D’aucuns, parmi les expatriés des organisations multilatérales, me disent que ce documentaire est trop panégyrique. L’homme aurait des visées politiques, m’affirme t-on. Ah bon ? Le réalisateur, pourtant, n’est pas un naïf – depuis le temps qu’il filme ses documentaires sur le Congo. Et quand bien même, ce portrait serait un peu trop élogieux ? Le Congo trouve là au moins un héros positif. Un homme faisant montre de quelques vertus serait candidat ? Sans enfants soldats ? Sans trafic de coltan ? Sans accointances avec les pays pilleurs voisins ? La belle affaire !
L’équipe du projet rentre du terrain, le logisticien m’apprend qu’un agent d’un des hôpitaux que nous appuyons essaie de retrouver son équilibre : des voleurs ont visité sa maison et ont violé sa femme et sa fille, en sa présence.
Je consulte le bulletin sécuritaire quotidien : là-bas dans le Bandundu, une province où nous pensons démarrer un projet, un homme est arrêté pour avoir violé une femme de 65 ans. Ça lui apportera la richesse, dit-on chez les sorciers, qui sont légion dans cette région, comme l’expliquent les collègues devant mon désarroi.
J’assiste à un atelier sur les statistiques des violences sexuelles. L’atelier, prévu à 9h, est reporté à 14h, et nous sommes censés couvrir en deux heures tout le programme de la journée. A 15 heures les officiels arrivent. Tout le monde se lève et reste debout, pour l’hymne national. J’attends la musique introductive mais non, l’animateur de l’atelier, sans même un raclement de gorge, se met à chanter a capella, de suite accompagné par l’assemblée. Comme les autres, mon collègue déroule sans faillir toutes les paroles.
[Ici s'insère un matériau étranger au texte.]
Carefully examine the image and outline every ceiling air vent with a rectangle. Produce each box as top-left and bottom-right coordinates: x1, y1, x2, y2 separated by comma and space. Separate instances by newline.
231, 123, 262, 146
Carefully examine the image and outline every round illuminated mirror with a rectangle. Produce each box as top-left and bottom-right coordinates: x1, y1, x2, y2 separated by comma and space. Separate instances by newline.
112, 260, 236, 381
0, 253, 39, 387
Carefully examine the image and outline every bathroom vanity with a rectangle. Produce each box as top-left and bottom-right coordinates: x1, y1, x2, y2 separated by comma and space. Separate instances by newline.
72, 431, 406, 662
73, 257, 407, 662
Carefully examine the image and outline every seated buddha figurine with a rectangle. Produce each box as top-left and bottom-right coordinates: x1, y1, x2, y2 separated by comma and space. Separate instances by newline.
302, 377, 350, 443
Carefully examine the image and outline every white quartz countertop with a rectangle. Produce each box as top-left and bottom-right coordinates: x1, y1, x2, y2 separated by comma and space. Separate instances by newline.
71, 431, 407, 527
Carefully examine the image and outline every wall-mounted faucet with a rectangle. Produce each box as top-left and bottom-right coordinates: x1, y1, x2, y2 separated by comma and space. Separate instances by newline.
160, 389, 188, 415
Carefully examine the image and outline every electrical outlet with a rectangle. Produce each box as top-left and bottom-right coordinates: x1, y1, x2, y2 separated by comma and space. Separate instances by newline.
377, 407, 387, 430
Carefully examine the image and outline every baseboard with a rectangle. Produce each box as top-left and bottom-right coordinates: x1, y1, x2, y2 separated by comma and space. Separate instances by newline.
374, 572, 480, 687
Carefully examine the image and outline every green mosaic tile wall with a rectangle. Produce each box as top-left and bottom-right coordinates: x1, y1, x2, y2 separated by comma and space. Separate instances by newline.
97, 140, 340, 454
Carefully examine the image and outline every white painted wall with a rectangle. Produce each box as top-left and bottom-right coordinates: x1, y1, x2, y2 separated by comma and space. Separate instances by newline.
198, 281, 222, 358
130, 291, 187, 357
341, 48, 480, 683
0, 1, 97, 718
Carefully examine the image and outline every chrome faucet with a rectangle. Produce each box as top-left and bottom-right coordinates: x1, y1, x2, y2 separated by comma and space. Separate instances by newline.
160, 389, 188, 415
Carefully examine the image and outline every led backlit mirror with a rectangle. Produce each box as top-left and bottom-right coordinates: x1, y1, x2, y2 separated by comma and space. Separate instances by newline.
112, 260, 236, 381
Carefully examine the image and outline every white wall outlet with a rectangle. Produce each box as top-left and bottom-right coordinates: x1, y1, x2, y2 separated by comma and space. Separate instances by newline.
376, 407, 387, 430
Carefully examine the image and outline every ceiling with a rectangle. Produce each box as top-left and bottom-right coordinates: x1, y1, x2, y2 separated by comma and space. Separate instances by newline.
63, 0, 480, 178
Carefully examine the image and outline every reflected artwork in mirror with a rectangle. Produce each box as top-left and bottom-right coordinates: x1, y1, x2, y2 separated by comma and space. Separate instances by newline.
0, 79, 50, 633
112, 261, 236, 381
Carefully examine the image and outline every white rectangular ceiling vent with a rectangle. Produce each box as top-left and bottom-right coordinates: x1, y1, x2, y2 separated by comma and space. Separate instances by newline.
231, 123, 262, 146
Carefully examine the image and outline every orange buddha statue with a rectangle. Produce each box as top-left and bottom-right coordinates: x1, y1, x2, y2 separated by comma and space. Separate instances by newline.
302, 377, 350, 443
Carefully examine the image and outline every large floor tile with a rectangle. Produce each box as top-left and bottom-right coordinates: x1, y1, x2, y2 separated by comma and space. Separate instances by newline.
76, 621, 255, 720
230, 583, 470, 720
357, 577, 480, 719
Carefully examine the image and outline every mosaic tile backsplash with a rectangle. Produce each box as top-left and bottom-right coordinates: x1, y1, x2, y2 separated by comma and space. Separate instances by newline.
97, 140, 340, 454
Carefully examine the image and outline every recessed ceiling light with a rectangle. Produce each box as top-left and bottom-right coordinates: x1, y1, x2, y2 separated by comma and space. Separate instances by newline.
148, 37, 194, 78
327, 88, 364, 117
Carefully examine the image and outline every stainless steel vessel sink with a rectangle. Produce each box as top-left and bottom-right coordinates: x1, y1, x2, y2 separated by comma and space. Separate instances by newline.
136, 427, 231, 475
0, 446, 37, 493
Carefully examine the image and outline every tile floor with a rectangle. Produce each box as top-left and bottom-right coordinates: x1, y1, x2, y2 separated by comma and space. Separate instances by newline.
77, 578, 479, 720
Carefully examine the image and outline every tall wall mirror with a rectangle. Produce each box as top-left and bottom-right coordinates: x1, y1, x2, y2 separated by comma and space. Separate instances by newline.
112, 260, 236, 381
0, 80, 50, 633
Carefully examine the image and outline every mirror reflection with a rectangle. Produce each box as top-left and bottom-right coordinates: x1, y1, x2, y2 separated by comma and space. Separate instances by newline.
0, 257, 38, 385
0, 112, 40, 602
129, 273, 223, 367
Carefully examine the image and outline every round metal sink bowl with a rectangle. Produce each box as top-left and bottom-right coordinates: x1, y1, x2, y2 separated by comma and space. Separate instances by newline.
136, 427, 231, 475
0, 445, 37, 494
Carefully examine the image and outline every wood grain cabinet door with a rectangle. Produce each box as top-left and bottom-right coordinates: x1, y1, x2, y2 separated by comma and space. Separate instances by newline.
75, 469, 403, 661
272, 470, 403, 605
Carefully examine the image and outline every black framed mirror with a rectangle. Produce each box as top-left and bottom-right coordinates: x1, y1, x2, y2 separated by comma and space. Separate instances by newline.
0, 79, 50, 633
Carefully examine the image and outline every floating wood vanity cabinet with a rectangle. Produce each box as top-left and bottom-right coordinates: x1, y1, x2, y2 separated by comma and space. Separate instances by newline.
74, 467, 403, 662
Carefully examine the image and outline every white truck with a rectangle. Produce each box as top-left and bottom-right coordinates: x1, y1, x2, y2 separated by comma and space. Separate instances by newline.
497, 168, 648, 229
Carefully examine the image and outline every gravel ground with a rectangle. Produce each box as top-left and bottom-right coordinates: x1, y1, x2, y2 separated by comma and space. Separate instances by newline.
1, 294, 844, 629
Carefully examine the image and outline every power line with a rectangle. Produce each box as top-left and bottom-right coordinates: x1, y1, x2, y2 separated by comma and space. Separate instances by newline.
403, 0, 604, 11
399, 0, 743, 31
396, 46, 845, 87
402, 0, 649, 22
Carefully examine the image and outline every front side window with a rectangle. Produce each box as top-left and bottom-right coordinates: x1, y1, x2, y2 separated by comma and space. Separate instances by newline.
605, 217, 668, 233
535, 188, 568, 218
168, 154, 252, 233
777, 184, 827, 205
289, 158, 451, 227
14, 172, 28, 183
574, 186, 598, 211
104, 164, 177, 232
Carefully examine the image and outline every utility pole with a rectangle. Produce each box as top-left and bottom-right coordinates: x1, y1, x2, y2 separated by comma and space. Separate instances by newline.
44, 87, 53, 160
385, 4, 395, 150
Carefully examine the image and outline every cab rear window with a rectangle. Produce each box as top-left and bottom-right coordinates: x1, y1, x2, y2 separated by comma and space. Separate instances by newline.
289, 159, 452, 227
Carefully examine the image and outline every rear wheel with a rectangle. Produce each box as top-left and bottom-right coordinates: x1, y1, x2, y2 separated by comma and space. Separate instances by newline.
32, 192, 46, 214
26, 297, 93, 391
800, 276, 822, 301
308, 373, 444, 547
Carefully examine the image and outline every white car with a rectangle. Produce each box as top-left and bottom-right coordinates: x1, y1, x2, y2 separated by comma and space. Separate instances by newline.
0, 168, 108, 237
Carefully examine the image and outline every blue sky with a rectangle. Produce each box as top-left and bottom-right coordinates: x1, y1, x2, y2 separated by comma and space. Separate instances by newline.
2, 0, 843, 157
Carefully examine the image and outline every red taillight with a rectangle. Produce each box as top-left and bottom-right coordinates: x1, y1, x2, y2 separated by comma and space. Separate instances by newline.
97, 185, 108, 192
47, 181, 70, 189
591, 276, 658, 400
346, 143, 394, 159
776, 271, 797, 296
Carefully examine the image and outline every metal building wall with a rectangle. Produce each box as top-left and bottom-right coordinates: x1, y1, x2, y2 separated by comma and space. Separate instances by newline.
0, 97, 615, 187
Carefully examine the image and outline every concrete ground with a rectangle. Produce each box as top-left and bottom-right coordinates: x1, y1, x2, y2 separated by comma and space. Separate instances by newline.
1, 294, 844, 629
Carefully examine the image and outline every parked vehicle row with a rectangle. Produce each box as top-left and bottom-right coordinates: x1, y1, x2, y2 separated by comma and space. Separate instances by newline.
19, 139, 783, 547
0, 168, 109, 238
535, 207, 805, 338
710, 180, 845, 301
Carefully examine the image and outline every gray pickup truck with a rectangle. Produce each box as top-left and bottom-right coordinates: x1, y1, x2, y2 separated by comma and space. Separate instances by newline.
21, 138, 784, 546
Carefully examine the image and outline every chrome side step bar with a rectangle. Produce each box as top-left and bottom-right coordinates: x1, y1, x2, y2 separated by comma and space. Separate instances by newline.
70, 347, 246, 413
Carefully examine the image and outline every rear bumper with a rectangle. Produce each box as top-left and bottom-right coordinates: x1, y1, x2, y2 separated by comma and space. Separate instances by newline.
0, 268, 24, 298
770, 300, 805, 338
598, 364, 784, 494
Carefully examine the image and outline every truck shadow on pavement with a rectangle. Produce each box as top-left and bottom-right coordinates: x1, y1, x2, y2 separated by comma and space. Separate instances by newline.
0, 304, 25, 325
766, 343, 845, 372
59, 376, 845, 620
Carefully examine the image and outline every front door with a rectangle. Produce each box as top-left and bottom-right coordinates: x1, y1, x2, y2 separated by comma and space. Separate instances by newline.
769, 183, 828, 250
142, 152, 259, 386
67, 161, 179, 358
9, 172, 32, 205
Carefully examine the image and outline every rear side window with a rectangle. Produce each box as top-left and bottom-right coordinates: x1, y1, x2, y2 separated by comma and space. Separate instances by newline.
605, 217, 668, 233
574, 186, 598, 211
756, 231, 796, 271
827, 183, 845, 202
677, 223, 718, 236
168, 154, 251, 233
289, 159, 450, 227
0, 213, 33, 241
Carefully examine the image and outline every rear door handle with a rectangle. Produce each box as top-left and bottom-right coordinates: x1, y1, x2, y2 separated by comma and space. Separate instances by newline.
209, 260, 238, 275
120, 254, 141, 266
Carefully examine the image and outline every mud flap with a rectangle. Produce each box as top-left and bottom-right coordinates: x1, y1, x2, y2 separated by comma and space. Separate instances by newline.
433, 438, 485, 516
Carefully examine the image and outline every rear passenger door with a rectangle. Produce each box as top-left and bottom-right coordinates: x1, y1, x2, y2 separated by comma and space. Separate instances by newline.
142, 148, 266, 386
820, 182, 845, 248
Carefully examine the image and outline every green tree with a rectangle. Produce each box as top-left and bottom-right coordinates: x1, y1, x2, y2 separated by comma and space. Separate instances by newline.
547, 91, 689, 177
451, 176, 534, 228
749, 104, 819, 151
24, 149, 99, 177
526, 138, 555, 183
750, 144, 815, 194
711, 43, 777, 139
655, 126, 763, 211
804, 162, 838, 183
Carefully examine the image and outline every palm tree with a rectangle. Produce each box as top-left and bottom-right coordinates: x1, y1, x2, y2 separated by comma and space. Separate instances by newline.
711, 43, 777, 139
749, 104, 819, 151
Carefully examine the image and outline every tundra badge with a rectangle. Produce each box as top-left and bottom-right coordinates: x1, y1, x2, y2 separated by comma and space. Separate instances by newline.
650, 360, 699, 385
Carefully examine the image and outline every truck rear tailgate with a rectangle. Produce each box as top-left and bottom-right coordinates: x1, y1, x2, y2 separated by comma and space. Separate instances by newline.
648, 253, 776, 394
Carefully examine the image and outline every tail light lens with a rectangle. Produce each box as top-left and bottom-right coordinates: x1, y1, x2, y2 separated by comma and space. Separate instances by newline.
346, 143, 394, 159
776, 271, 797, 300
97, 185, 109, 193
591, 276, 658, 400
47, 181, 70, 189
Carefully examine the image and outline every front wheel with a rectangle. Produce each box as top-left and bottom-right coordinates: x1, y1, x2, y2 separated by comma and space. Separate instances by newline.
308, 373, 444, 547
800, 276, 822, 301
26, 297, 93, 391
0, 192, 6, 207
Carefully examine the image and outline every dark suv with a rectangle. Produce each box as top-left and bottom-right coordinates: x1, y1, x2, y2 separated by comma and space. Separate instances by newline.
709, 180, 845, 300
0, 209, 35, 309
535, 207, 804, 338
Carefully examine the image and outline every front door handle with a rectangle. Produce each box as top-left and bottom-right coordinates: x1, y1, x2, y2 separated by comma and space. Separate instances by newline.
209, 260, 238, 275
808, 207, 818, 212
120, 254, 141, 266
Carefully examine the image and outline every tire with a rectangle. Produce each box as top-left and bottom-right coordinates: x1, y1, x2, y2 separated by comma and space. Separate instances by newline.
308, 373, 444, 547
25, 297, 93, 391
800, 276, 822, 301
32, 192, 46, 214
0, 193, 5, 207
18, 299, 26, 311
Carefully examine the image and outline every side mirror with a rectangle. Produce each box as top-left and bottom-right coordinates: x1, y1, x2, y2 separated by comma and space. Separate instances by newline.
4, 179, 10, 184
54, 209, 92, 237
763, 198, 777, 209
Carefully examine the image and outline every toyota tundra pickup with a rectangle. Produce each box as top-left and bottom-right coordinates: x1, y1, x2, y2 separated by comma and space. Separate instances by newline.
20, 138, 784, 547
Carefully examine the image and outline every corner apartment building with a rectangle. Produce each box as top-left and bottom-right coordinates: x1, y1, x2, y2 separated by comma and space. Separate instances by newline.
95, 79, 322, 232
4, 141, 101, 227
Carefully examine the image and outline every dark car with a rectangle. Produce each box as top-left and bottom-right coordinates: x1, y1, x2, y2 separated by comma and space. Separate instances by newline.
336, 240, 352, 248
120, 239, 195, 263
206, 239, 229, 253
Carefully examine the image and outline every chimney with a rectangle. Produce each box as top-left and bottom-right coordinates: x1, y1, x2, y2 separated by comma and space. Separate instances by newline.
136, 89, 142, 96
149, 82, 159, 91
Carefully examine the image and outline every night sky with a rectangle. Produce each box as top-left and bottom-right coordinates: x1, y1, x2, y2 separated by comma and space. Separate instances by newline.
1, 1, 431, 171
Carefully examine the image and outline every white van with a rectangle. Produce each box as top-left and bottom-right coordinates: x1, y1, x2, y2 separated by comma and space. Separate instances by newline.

Le gouvernement trouve que toutes ces statistiques sur les violences sexuelles font désordre : chaque acteur (le secteur santé, le Ministère de la femme, la justice, l’armée, la MONUSCO et les organisations de la société civile) en fournit à partir de son propre canevas de collecte de données : le résultat est un peu confus et troublant, d’autant que tout ça est publié. Nous sommes invités à réfléchir sur une harmonisation et surtout à accepter que dorénavant, seul l’Institut National de la Statistique valide et publie les chiffres. In petto, je me dis que le gouvernement n’aime décidément pas que soit propagée l’idée que ce pays est un vaste chaos.
La réunion se tenait à « l’Immeuble du gouvernement », que des Kinois surnomment « L’immeuble intelligent ». Je pensais que l’appellation était quelque peu ironique, jusqu’à ce qu’elle soit reprise dans le discours d’ouverture. De fait, cet immeuble, très récent, concentre des astuces électroniques qui font la fierté des Kinois (panneaux mobiles, climatisation, robinets automatiques). Je ne les ai pas toutes vues et certaines sont fort banales pour une occidentale comme moi, comme le souligne un collègue, quelque peu désabusé. J’ai surtout remarqué la qualité de l’acoustique et la luminosité assez rare dans les pays chauds.
Vendredi : Kin pleure le décès de sa chanteuse de gospel Marie Misamu. Elle avait 41 ans.
Samedi : Kin explose de joie à la victoire de son équipe en quart de finale (de foot, de quoi voulez-vous que ce soit d’autre).